Evolutionはアメリカで開催されている大会でもあり、現地の観戦者のほとんどは米国人、さらに対戦相手はアメリカの有名プレイヤーであったジャスティン選手でした。ウメハラ選手も当時から海外でも注目されていたゲーマーであり、後述しますがこの年の1年前の同大会でハイレベルな試合を見せていたこともあり、注目度は相当なものだったと思います(あの動画で聞こえる最後の歓声からしても)。

そんな中でウメハラ選手は絶体絶命の状態で「一度のミスが許されない状況で、相手の出したしまった隙に対して、もっとも最善な手をまったくのミスなくこなして勝利を決める」ことを決めた、そのテクニック以上の精神力の強さが『背水の逆転劇』の評価ポイントなのかなと私は思っています。

おわりに

以上で長くなりましたが、逆転の背水劇の解説でした。

ちなみによく勘違いされているのですが、この背水の逆転劇の試合は「決勝戦」ではありません。
このあとウメハラ選手は決勝戦で同じく日本から招待されたKO選手と対戦し敗北、準優勝で終わります。

Evo 2004: KO (Yun) vs. Daigo Umehara (Ken) - SFIII Grand Final - YouTube

ちなみにこのKO選手、3rd界ではいまなお最強プレイヤーとして名前が必ず上がるほどの強豪プレイヤーで、さら1年前(2003年)のEvolutionでもウメハラ選手はKO選手に敗北しています。

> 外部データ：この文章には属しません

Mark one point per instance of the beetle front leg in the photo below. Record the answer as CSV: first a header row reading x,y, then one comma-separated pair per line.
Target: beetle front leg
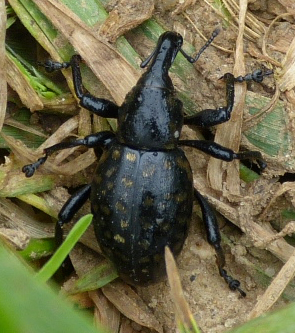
x,y
100,139
212,117
214,239
222,153
69,209
99,106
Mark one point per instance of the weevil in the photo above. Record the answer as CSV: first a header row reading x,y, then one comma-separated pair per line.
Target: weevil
x,y
142,192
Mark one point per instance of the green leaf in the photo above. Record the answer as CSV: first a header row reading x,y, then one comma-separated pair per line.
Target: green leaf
x,y
47,271
29,306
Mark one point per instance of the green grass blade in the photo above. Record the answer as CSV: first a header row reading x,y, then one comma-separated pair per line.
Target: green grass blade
x,y
62,252
29,306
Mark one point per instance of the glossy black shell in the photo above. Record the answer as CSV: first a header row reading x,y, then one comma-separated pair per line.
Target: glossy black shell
x,y
141,202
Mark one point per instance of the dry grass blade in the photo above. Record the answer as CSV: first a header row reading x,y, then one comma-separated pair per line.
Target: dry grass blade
x,y
107,64
287,77
229,133
105,313
131,305
17,218
183,314
126,16
20,84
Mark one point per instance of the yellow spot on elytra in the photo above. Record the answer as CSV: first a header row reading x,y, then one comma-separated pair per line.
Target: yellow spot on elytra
x,y
127,182
167,165
180,197
110,171
119,206
124,224
149,171
116,154
148,201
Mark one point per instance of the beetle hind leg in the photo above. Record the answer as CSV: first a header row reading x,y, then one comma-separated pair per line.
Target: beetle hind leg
x,y
214,239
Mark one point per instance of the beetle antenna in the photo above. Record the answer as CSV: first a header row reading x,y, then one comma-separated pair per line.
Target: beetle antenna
x,y
209,41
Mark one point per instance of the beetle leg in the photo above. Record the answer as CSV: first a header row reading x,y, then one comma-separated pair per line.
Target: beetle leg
x,y
69,209
214,239
211,117
222,153
99,106
100,139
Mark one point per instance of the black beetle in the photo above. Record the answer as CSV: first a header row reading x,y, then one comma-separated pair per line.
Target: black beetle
x,y
142,192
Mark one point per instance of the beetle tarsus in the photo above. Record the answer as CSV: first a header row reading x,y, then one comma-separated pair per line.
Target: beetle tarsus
x,y
232,283
133,217
30,169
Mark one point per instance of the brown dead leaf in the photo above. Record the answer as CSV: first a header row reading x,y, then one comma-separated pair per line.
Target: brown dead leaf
x,y
131,305
127,15
275,289
229,133
3,84
183,313
289,5
20,84
106,63
15,217
105,313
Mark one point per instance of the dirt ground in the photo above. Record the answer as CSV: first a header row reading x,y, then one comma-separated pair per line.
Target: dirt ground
x,y
239,206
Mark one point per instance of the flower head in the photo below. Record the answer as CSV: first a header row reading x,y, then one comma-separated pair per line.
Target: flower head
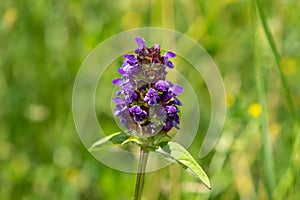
x,y
146,102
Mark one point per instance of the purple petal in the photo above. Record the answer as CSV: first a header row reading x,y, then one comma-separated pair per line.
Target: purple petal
x,y
176,89
116,81
121,71
170,64
118,100
140,41
130,57
170,54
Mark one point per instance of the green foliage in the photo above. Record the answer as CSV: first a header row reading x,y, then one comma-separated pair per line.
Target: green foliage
x,y
176,153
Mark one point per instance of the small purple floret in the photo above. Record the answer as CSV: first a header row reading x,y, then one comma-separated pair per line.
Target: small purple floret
x,y
151,97
138,114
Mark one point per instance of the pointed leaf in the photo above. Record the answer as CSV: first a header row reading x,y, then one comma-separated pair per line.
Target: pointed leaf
x,y
133,140
116,138
177,153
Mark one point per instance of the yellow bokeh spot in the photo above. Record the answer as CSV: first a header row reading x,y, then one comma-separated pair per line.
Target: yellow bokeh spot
x,y
10,17
254,109
289,66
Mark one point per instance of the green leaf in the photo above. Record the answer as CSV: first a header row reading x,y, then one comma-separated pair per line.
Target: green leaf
x,y
133,140
176,153
115,138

Street Fighter III 3rd Strike - EVO2k3 K.O vs ウメハラ part1 - YouTube

そしてこの翌年(2005年)、当時日本国内で最大の格闘ゲーム大会だった『闘劇05』にて、KO選手にリベンジを果たして優勝するという劇的なドラマがあったりするわけですがそのあたりは割愛します。

STREET FIGHTER 3 3rd Strike 闘劇'05決勝 - YouTube

追伸

ここまで長々と解説してきた『背水の逆転劇』の舞台となった「ストリートファイターIII 3rd strike」の大規模大会「クーペレーションカップカップ」が1月7日と8日に開催されます。

第15回クーペレーションカップ2017 - The 15th Cooperation Cup 2017

たぶんウメハラ選手は出ませんが、ちょっと話題にだしたKO選手は出るみたいですね。配信もやるそうです。